Gréoux les Bains, en aval des Gorges du Verdon, accueille huit mois de l’année une foule de curistes venus profiter des bienfaits thérapeutiques des sources thermales. Ici l’eau est une ressource précieuse, fondement d’une économie prospère. Plus de trois-cents salariés des thermes en vivent directement sans parler des nombreux commerces, hôtels, restaurants, loueurs de gites et résidences… J'aime toujours,  en arrivant dans une nouvelle contrée, humer l’air du lieu : surprise, ça sent le pétrole, plus exactement le gaz de schiste.

Depuis Manosque un "Comité de résistance citoyenne" s’efforce, sur la Toile, de sensibiliser les habitants : « Un permis d'exploration pour rechercher des gisements de gaz de schiste sur 220 km2 a été déposé et concerne Gréoux les Bains ! »  Plus largement, c’est toute la Provence qui est concernée.

Dans les trois départements, se sont levés des collectifs de citoyens. Leurs objectifs : mobiliser les élus pour refuser d’abord les permis d’exploration, puis bien sûr d’exploitation ; appuyer aussi le mouvement qui s’est créé depuis fin 2010 au niveau national pour obtenir une loi (en débat au parlement et combattue par le lobby pétrolier)  établissant un moratoire arrêtant les projets en cours.

Surtout ne pas affoler le curiste

Qu’en disent alors les habitants de Gréoux directement menacés par les risques que font peser sur les nappes phréatiques les projet de forage ?  Une rapide enquête d’abord auprès de Michel mon logeur, toujours très bien informé, puis dans les commerces, sur le marché et auprès de quelques curistes m'amène à constater qu’il y a comme un fossé entre le buzz sur la toile et la vie réelle à Gréoux.

Pas une affiche, pas la moindre banderole, pas un signe d’émoi populaire… Je saurai plus tard que les édiles locaux, la direction des thermes et tous les acteurs économiques prennent bien soin de ne pas affoler les curistes en pleine saison thermale. Qui alors pourrait m’en apprendre davantage ?

Sur le site des collectifs citoyens, je lance un appel à contact . Ici ça bouge plus vite que sur le terrain. Un mail m’informe : « Nous serons à Gréoux à partir de demain. Ma femme et moi appartenons à un « collectif citoyen anti gaz de Schiste dans le Lubéron.
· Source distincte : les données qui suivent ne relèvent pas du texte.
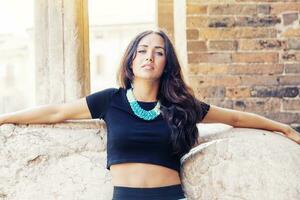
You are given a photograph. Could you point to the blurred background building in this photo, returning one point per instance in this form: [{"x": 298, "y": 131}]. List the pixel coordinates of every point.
[{"x": 112, "y": 25}]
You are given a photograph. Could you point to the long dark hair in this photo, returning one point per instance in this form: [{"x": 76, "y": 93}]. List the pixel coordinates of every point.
[{"x": 179, "y": 106}]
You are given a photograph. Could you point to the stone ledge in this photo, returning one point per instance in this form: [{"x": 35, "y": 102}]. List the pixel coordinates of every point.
[{"x": 67, "y": 161}]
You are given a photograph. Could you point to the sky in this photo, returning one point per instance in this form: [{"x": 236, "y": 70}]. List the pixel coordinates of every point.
[{"x": 17, "y": 15}]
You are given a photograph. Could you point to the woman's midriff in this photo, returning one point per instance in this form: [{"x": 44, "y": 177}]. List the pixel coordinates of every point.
[{"x": 143, "y": 175}]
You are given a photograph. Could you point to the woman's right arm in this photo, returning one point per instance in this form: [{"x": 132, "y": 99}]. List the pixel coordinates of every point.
[{"x": 51, "y": 113}]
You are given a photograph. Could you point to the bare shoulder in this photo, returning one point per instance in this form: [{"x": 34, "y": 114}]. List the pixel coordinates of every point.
[{"x": 76, "y": 109}]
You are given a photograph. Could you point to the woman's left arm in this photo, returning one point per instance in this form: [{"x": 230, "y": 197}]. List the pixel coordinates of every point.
[{"x": 244, "y": 119}]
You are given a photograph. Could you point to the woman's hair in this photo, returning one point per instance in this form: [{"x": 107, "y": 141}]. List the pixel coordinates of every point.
[{"x": 179, "y": 106}]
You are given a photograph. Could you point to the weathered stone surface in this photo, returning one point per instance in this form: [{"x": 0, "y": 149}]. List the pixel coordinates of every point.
[
  {"x": 67, "y": 161},
  {"x": 238, "y": 163}
]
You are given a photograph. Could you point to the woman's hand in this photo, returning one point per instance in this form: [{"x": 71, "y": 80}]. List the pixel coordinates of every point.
[{"x": 292, "y": 134}]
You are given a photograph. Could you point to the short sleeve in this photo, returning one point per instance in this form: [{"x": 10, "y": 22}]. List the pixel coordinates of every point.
[
  {"x": 99, "y": 102},
  {"x": 202, "y": 109}
]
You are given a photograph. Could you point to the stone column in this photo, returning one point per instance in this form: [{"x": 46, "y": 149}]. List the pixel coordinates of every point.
[
  {"x": 164, "y": 16},
  {"x": 180, "y": 34},
  {"x": 62, "y": 50}
]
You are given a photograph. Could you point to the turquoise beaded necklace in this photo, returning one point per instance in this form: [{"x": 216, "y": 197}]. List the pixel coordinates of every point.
[{"x": 140, "y": 112}]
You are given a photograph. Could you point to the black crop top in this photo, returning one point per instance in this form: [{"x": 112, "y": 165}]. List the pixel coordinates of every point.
[{"x": 129, "y": 138}]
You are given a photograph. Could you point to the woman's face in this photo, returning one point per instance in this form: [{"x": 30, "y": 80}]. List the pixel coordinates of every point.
[{"x": 150, "y": 59}]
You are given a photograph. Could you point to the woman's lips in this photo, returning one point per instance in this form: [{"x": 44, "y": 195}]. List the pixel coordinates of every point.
[{"x": 148, "y": 66}]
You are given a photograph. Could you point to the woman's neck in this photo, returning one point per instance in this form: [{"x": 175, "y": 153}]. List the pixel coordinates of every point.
[{"x": 146, "y": 92}]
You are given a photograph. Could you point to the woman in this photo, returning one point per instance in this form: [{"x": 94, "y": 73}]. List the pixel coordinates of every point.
[{"x": 151, "y": 120}]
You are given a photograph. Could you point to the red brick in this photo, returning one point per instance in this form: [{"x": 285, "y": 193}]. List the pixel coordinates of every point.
[
  {"x": 193, "y": 9},
  {"x": 231, "y": 9},
  {"x": 238, "y": 92},
  {"x": 262, "y": 69},
  {"x": 192, "y": 34},
  {"x": 261, "y": 80},
  {"x": 255, "y": 57},
  {"x": 214, "y": 80},
  {"x": 223, "y": 45},
  {"x": 256, "y": 105},
  {"x": 292, "y": 68},
  {"x": 262, "y": 44},
  {"x": 196, "y": 46},
  {"x": 289, "y": 79},
  {"x": 291, "y": 104},
  {"x": 236, "y": 33},
  {"x": 196, "y": 21},
  {"x": 209, "y": 58},
  {"x": 195, "y": 69}
]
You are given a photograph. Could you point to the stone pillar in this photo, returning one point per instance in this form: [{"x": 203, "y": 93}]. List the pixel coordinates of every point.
[
  {"x": 180, "y": 34},
  {"x": 62, "y": 50},
  {"x": 164, "y": 16}
]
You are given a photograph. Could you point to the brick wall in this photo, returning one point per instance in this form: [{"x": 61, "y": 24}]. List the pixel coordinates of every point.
[{"x": 244, "y": 55}]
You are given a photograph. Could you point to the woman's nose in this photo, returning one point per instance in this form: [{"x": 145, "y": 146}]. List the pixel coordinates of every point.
[{"x": 149, "y": 59}]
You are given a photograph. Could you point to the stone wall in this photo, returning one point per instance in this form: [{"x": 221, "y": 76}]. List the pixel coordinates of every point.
[
  {"x": 244, "y": 55},
  {"x": 67, "y": 161}
]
On peut se rencontrer ». A 14 h le lendemain, nous sommes tous les trois à la terrasse des maronniers, cœur de la vie locale.

Françoise et Bernard, une vie d'engagement

à la terrasse les Maronniers, Françoise et Bernard Lecat
Bernard Lecat accompagne Françoise sa femme qui vient ici soigner une affection rhumatismale.  Le reste de l’année ils vivent à Lauris, dans le Lubéron où ils ont choisi de passer leur retraite. Citoyens et professionnels engagés, ils l’ont été toute leur vie, dans la ligné de parents qui leur ont ouvert le chemin.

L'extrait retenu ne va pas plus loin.